Os serviços e o retalho continuam a ser os sectores onde nascem mais empresas. O alojamento e restauração passa do quinto para o terceiro lugar entre os sectores onde nascem mais empresas. Os sectores com maiores crescimentos em número de constituições de empresas foram a agricultura, pecuária, pesca e caça, telecomunicações e alojamento e restauração. Em 2016, as actividades imobiliárias destacaram-se pelo crescimento no número de constituições.

Mais de mil empresas tecnológicas criadas em 12 meses

Pela primeira vez no tecido empresarial português foram constituídas mais de mil novas empresas tecnológicas (1032) num período de 12 meses (Abril’16-Mar’17). Nos últimos anos aumentou significativamente o número de iniciativas neste sector, duplicando o número de nascimentos de empresas na última década.

Entre Abril de 2016 e Março de 2017, as actividades de consultoria informática e as actividades de programação informática destacam-se de todas as outras, respectivamente com 401 e 358 novas, representando 39% e 35% do total das empresas tecnológicas criadas nesse período. O conjunto total das tecnológicas facturou em 2015 mais de 3,2 mil milhões de euros, empregando quase 44 mil pessoas. Nesse ano, estavam registadas e com actividade comercial 5318 empresas.

Depois de ter sido ultrapassada pelo Porto em 2008, a região de Lisboa volta a ser região mais empreendedora, com 37% das novas empresas em 2016, face aos 32,9% da região Norte.

Sobreviver ao primeiro ano

É no primeiro ano que mais startups ficam pelo caminho. Cerca de dois terços das empresas sobrevivem ao primeiro ano de actividade, mais de metade (53%) ultrapassam o terceiro ano e 42% atingem a idade adulta. No oitavo ano de actividade, apenas um terço das empresas mantém actividade.

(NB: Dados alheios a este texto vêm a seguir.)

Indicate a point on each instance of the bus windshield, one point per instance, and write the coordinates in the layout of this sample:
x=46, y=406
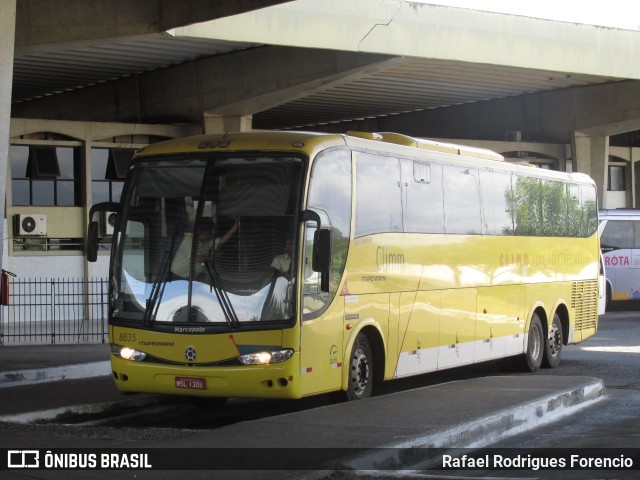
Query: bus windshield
x=207, y=240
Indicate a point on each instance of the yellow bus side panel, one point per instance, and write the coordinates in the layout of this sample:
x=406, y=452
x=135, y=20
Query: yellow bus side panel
x=457, y=327
x=418, y=334
x=322, y=352
x=500, y=322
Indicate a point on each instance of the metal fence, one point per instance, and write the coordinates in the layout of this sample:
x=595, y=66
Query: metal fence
x=55, y=311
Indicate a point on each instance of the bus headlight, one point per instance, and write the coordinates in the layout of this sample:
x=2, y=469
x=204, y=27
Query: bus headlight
x=266, y=358
x=127, y=353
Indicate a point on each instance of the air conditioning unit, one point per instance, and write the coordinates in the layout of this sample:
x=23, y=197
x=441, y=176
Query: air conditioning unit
x=30, y=224
x=108, y=222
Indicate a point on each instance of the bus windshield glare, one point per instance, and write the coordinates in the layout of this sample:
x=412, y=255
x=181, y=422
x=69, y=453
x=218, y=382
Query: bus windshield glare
x=207, y=241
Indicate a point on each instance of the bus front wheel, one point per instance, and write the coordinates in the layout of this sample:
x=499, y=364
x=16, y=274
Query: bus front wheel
x=361, y=365
x=532, y=358
x=553, y=344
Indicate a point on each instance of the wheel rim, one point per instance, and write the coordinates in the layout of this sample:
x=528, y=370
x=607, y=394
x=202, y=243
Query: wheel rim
x=555, y=341
x=359, y=372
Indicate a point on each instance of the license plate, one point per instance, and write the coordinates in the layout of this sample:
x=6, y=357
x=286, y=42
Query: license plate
x=191, y=383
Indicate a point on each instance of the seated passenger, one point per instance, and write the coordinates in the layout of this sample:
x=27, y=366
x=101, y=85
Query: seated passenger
x=282, y=263
x=181, y=263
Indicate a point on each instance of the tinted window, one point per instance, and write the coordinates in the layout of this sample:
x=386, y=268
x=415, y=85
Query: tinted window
x=619, y=234
x=378, y=206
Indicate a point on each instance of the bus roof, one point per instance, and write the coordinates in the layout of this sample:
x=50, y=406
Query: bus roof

É nos primeiros anos que as startups demonstram mais crescimento, com um aumento de cerca de 139% no volume de negócios, triplicando após dois anos e sendo cinco vezes maior no oitavo ano. O número de empregados aumenta, em média, 35% no primeiro ano, duplicando apenas oito anos depois do começo da empresa.

Entre 2007 e 2016, foram constituídas 347 272 empresas e outras organizações, o que representa uma média anual de quase 35 mil, das quais 97% são empresas. Em 2016, foram criadas 37 248 empresas e outras organizações em Portugal, menos 1,9% face a 2015, mas mantendo-se acima dos 37 mil.